A perfect 100 is unusual — it requires matching or tying the engine's top move every turn. See post-game analysis for how the score is computed and where it appears in your replay.
Turning point
Also WordSalvo-specific. The turning point is the single move that shifted win probability furthest toward the player who made it. One player's turning point is usually the other player's worst missed opportunity.
Turning points are surfaced in the Analysis Replay screen next to the move itself, with a short coach note explaining why the engine rates the shift so highly.
Glicko-2
The rating system WordSalvo uses. Glicko-2 is Mark Glickman's public successor to Elo; it tracks not just your rating but also how confident the system is in it. See the Glicko-2 paper for the math.
Every WordSalvo player starts at 1500. Ten named tiers map the range: Novice (0–1149), Apprentice, Scholar, Adept, Virtuoso, Savant, Maestro, Sage, Grandmaster, and Laureate (2300+). Full breakdown on rating tiers.
DAWG
Directed Acyclic Word Graph — a compressed data structure that stores an entire dictionary as a graph of shared prefixes and suffixes. It makes word lookup extremely fast and shrinks the dictionary on disk. The technique was popularised by Appel and Jacobson's 1988 Scrabble engine paper.

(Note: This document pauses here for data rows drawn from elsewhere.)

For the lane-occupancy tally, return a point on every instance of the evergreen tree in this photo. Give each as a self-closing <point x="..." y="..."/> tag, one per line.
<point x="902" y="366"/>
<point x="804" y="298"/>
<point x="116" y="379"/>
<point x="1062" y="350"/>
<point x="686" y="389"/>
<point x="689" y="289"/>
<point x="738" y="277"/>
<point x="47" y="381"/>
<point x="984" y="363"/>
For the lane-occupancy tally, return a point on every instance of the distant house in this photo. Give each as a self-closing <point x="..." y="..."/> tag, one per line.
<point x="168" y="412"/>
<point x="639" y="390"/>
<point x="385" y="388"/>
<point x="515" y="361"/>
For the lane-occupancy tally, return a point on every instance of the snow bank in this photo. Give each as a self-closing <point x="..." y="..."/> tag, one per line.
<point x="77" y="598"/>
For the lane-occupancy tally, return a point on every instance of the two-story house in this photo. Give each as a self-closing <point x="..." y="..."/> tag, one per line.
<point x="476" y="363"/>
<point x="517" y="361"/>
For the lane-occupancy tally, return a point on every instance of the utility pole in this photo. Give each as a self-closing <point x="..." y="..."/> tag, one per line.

WordSalvo ships one pre-compiled DAWG per language. The client loads it in constant time on first use, and the server uses an identical copy for move validation — so your device and the server always agree on which words are valid.
SOWPODS
The international competitive-Scrabble word list, published as Collins Scrabble Words. It is the union of the American TWL and the British SOWPODS traditions, and the reference most English-language word games cite.
WordSalvo's English wordlist is SOWPODS-derived — the baseline is SOWPODS, then curated to remove a small number of entries that did not meet the review bar. Other languages use their own national wordlists (OpenTaal for Dutch, and so on).
Coffeehousing
Competitive-Scrabble slang for deliberate table talk meant to distract or mislead an opponent during their turn. Defined in the NASPA glossary. It is frowned on in tournament play but harmless in casual games.

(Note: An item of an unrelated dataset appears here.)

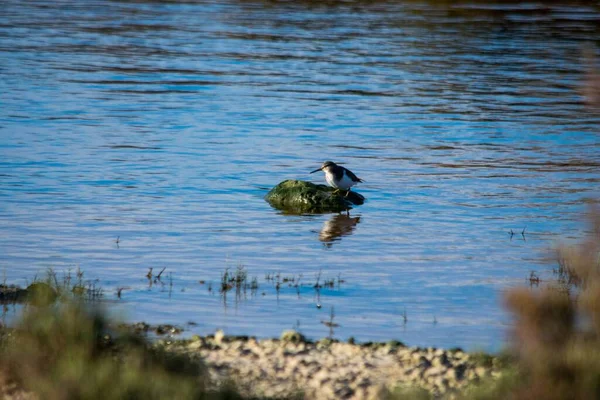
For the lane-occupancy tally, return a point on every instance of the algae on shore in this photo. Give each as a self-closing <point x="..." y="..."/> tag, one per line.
<point x="299" y="197"/>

WordSalvo has in-game chat with preset quick replies and a toxicity filter, which is enough friction that coffeehousing in the classic sense is basically absent — you cannot whisper across a physical table online.

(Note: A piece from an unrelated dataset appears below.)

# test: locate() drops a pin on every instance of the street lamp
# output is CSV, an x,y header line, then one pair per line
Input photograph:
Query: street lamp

Frequently asked questions
- are these the same rules as scrabble?
- Mostly the same vocabulary, deliberately different numbers. WordSalvo uses a 15×15 board, 7-tile rack, and 104 English tiles. The bingo bonus is 45 rather than 50, and there is no manual challenge because every move is validated server-side.
- what is the difference between a bingo and just a big word?
- A bingo specifically means playing all seven rack tiles in one turn, earning the +45 bonus. A big word scored by crossing two premium squares is not a bingo unless you also emptied your rack in the same play.
- why does the blank tile score zero?
- Because its value is flexibility, not letters. A blank can stand in for any letter, including a high-value one like Q or Z, and it can complete a bingo your rack otherwise could not. The zero score is the price you pay for that flexibility.
- is there a hook dictionary i can study?
- Not as a standalone feature. WordSalvo's dictionary does drive every hook decision, and the post-game Word Book records the words each game produced, so over time you accumulate a personal hook library rooted in games you actually played.
- what happens if the tile bag runs out?
- The endgame begins. Players keep taking turns with whatever tiles remain on their rack until one player plays their last tile — that ends the game. Tiles left on other players' racks are subtracted from their scores and added to the winner's.
- can i look up a word mid-game?
- Yes, where definitions are available in the current build. English and Dutch dictionary behavior should be described exactly as shipped.